Son güncelleme : 11.07.2016 12:18 Sermaye Piyasası Kurulu (SPK) Başkanı  Vahdettin Ertaş, gayrimenkul sertifikaları düzenlemesi için SPK’nın  görevlendirildiğini belirterek, “Yeni düzenleme inşallah birkaç gün içerisinde  Resmi Gazete’de yayımlanarak yürürlüğe girecek. Düzenleme ile birlikte kentsel  dönüşümde yeni bir dönem başlayacak.” dedi.

AA muhabirinin sorularını yanıtlayan Ertaş, haziran ayına, piyasalarda  Brexit referandumunun ürettiği belirsizliklerin hakim olduğunu belirtirken,  referandumun İngiltere’nin AB’den ayrılma kararıyla sonuçlanmasının küresel  piyasalarda yüksek volatiliteye, riskli aktiflerde ise sert satışlara neden  olduğunu, bu durumun piyasaları riskten kaçmaya yönlendirdiğini söyledi.

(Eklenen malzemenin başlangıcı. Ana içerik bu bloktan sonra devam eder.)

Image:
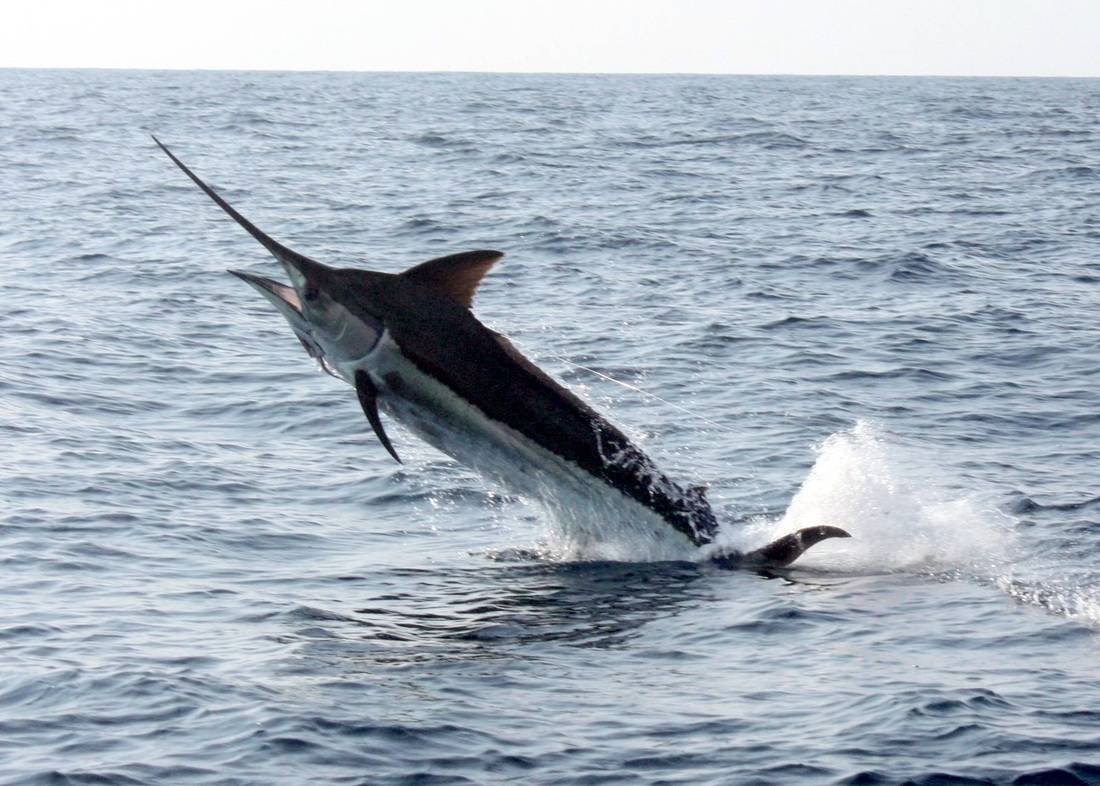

Ertaş, “Şimdi hep birlikte tüm merkez bankalarının likidite  yönetimlerini ve politikalarını tekrar gözden geçirdikleri bir döneme şahitlik  edeceğiz. Bu dönem, aynı zamanda Fed’in faiz artırımlarını erteleyeceği bir dönem  olacak. İngiltere’den bir sermaye çıkışı, hatta küresel şirketlerin merkezlerini  başka bölgelere taşımaları da ihtimaller arasında. Piyasalar henüz şoku  atlatabilmiş değil. Borsalarda 4 trilyon dolara yaklaşan bir düşüş gerçekleşti.  Önümüzdeki günlerde açıklanacak yol haritası ile birlikte volatilitenin azalması  beklenebilir.” diye konuştu.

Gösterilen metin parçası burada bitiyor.